The term 'Fractionated Radiosurgery' commonly appears in various studies or conferences. In reality, with present classifications, it should be 'Stereotactic Radiotherapy'. Before Frameless Radiosurgery was defined, it was always 'Single fraction treatment', whether LINAC or Gamma Knife. Relocatable frames and image verification during treatment enabled and refined Frameless Radiosurgery. To make a consensus, ICRU defined Fractionated Treatment as 'fractionated radiosurgery when fractions are 5 or less'. However, there were others categorized like Staged radiosurgery for Dose Staging and Volume Staging, but both were single fractions. Fractionated radiosurgery is mostly used for Stereotactic Body Radiation Therapy (SBRT).
In March 2020, DEGRO (The German Society for Radiation Oncology), a working group for Radiosurgery and Stereotactic Radiotherapy, and the DGMP (The German Society for Medical Physics), a working group for Physics and Technology in Stereotactic Radiotherapy, came to a consensus where the term 'Radiosurgery' was defined as only for intracranial treatments. (Strahlenther Onkol (2020)196:417–420 )
Stereotactic radiosurgery (SRS) as a treatment of intracranial malignant or benign tumours and functional or vascular disorders with one single irradiation fraction.
Fractionated stereotactic radiotherapy (FSRT) as a treatment of intracranial malignant or benign tumours and functional or vascular disorders.
Stereotactic body radiotherapy (SBRT) as a treatment of extracranial malignant or benign tumours and functional or vascular disorders.
Generally, Stereotactic Radiotherapy is defined as
"a method of percutaneous external beam radiotherapy, in which a clearly defined target volume is treated with high precision and accuracy with a biologically high radiation dose in one single or a few fractions with locally curative intent".

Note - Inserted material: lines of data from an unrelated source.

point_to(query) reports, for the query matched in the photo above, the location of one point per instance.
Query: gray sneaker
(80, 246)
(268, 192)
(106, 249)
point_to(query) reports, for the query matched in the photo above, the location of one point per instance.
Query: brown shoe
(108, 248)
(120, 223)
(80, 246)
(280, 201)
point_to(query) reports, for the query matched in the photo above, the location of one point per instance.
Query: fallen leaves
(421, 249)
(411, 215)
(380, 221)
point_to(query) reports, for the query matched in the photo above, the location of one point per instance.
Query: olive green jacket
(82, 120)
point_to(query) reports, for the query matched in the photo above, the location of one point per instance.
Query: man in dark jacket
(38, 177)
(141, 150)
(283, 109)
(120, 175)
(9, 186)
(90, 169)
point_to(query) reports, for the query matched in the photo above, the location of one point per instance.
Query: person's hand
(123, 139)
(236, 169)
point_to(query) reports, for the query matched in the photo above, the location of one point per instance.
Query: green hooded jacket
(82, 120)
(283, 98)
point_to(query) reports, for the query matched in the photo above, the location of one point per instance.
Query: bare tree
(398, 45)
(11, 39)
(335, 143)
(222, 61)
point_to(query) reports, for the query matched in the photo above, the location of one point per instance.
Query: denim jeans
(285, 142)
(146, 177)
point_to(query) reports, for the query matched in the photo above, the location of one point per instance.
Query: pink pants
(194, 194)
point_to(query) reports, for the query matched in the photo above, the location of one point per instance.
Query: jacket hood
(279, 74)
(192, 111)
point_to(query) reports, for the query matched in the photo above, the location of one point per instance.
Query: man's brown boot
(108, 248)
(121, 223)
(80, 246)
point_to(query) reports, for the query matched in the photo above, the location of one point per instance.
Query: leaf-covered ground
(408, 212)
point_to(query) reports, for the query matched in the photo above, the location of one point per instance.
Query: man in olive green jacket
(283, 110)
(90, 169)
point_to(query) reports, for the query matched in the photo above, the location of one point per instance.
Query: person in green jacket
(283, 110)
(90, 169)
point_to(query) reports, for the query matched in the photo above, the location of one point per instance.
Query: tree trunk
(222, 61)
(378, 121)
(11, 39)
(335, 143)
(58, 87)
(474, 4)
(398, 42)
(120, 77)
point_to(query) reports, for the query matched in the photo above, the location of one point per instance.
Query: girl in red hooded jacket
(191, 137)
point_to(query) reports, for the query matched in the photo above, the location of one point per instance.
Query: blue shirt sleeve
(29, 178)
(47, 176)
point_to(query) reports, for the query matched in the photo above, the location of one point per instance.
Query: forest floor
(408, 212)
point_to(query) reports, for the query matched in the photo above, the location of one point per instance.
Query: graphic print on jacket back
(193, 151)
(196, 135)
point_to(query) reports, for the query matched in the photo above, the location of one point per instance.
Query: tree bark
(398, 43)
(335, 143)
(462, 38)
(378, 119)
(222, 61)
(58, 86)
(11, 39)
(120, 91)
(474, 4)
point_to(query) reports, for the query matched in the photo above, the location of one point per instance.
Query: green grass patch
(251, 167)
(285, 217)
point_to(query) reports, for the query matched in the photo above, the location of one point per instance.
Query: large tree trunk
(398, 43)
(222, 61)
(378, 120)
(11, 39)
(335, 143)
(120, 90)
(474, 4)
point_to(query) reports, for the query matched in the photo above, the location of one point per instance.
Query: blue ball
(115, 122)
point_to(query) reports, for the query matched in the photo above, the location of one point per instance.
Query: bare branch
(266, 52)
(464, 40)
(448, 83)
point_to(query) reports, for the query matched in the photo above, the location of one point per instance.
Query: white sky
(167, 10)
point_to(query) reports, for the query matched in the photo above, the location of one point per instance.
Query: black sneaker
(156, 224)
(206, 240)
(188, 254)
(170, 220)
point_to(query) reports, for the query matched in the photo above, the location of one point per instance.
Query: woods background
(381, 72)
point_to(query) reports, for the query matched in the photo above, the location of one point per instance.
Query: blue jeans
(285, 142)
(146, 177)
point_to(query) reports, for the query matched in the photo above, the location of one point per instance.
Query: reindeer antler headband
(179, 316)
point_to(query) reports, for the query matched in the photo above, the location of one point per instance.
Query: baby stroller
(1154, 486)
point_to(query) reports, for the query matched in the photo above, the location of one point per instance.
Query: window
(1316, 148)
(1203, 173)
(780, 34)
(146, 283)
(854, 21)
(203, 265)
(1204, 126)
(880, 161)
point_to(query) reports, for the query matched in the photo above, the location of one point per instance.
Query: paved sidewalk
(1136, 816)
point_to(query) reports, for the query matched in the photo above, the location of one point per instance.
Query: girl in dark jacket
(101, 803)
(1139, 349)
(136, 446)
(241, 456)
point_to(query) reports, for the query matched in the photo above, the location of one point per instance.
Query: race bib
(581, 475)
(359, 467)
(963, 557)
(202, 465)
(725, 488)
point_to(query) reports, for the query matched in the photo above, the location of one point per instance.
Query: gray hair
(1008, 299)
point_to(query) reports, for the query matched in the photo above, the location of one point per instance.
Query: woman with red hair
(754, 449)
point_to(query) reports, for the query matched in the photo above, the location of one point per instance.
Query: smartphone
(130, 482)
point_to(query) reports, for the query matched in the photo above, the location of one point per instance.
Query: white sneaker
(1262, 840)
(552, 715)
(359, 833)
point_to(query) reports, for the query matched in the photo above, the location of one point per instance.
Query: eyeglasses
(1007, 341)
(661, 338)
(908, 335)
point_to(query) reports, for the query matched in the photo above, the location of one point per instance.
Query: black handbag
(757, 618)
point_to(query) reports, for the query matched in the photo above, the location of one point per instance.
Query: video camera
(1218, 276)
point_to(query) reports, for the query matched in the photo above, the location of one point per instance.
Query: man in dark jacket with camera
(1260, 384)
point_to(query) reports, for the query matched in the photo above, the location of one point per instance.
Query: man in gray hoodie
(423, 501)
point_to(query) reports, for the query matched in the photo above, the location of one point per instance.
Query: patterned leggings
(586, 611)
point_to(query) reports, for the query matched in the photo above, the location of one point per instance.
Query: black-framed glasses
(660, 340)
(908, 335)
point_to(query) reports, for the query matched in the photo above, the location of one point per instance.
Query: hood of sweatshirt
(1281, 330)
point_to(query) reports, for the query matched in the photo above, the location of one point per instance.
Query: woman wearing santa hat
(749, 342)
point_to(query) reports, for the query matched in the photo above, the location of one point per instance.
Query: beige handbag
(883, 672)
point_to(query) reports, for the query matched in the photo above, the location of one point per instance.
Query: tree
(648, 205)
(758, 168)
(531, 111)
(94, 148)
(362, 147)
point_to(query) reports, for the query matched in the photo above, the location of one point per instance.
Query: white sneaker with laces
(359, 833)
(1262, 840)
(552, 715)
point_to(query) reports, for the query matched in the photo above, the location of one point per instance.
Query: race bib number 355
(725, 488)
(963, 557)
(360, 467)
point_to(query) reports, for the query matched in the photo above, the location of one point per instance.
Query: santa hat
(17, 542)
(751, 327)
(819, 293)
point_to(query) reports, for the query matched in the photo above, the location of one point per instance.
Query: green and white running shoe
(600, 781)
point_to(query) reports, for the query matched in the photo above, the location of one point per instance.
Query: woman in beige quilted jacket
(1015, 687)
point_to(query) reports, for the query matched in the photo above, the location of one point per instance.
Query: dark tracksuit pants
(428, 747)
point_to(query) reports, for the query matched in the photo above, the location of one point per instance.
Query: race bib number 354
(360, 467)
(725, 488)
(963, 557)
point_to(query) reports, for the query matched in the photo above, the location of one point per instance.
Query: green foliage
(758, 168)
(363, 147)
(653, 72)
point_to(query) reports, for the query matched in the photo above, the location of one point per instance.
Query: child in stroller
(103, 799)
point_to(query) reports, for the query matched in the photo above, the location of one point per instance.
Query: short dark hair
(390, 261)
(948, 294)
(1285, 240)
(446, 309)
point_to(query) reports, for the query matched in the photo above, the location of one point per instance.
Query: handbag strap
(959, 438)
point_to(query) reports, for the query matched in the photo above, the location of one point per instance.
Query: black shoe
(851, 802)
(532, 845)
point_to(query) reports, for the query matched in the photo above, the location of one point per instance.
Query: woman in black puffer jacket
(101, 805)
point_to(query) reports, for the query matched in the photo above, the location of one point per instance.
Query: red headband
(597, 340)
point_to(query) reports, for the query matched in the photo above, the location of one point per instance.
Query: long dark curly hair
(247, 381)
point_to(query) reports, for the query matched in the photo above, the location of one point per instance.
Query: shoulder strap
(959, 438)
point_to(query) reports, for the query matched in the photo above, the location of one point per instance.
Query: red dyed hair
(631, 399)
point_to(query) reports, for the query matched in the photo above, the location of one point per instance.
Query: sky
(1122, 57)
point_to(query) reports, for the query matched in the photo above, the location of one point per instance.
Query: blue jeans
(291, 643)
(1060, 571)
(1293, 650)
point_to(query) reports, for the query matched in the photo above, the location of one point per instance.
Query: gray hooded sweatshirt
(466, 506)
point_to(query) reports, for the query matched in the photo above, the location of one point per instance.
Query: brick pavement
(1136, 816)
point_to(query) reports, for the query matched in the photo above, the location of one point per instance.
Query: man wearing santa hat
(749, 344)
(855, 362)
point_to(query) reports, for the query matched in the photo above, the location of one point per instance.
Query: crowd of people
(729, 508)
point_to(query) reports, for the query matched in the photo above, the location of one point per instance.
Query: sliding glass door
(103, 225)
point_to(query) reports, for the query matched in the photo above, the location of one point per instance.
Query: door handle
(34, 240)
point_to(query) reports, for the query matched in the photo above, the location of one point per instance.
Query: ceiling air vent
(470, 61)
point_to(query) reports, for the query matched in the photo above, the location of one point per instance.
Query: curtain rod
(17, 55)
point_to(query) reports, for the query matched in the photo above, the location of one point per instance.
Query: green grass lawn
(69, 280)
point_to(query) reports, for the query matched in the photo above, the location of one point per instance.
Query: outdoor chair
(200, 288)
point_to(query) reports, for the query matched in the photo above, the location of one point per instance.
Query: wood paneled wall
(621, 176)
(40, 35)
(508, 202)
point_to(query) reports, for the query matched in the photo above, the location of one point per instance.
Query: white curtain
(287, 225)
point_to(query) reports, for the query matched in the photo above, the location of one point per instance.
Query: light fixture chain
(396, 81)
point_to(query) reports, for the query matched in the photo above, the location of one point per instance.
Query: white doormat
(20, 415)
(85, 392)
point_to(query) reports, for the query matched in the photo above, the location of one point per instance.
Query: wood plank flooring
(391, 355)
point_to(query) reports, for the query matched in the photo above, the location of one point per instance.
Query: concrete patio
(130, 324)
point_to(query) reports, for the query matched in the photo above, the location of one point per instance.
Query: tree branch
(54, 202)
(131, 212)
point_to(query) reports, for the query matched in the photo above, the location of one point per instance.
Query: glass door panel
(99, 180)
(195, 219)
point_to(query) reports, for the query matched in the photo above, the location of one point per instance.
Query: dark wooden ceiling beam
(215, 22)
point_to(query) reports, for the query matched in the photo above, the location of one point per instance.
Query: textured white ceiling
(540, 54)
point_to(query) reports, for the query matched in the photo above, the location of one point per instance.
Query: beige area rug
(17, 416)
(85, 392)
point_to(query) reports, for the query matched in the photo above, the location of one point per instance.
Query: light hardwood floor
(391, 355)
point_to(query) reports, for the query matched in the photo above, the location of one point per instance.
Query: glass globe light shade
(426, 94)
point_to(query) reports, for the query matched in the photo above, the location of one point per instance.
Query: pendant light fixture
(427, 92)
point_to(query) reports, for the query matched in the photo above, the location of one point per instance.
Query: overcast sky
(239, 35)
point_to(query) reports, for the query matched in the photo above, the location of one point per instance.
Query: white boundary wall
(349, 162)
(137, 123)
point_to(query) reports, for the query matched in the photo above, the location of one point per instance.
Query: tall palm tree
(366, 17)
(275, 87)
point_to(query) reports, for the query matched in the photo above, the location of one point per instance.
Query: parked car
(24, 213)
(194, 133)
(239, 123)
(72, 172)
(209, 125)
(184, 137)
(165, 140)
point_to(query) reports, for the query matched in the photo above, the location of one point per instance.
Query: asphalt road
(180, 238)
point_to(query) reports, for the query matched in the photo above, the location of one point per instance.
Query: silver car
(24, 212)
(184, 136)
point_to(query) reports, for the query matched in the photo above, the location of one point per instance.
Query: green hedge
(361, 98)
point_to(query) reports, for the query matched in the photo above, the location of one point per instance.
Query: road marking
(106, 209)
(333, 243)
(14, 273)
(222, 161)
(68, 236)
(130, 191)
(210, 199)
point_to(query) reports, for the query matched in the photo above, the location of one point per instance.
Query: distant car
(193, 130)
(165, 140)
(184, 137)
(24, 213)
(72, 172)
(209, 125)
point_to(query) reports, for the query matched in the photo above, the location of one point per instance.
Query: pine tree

Unfortunately, the term 'Radiosurgery' is still used loosely used for fractionated treatment in modern radiation machines which claim to be stereotactic enabled. There is no standardization as they convert a regular, single fraction dose to multiple fractions with their own judgment and call it 'radiosurgery'. Ideally, there should be a single fraction to call it radiosurgery. The most common argument is dose escalation without a fair idea about how it will help in improving the result.
Split-dose recovery (also known as Elkind recovery) is defined as causing a decrease in the radiation's effect i.e. if a single dose is split into two fractions separated by time. Split-dose recovery has been described in several cell systems and is at least partly due to the repair of single and double stranded DNA breaks.
It is a known fact that every time we add a fraction, there are more chances for the cell to survive, and that is the main reason for increasing the dose when fractionation is applied. It may be of some importance for large malignant tumours, but fractionation for small benign tumours is absolutely not supported by science. I wish to add here that this decision is not about machines, as all modern machines (Gamma Knife [Elekta AB, Stockholm, Sweden], CyberKnife [Accuray Inc., Sunnyvale, CA, USA], Edge [Varian Inc., Palo Alto, CA, USA] & ZAP-X [Zap Surgical, California USA] and Versa HD [Elekta AB]), are capable of single fraction accurate delivery. Then why Fractionation? Does science support it?
For the same α/β ratio, dose escalation while increasing number of fractions does not improve the Biological Equivalent Dose (BED). Hence, if you fractionate, dose escalation doesn't yield a better outcome. A single fraction is more superior to fractionation.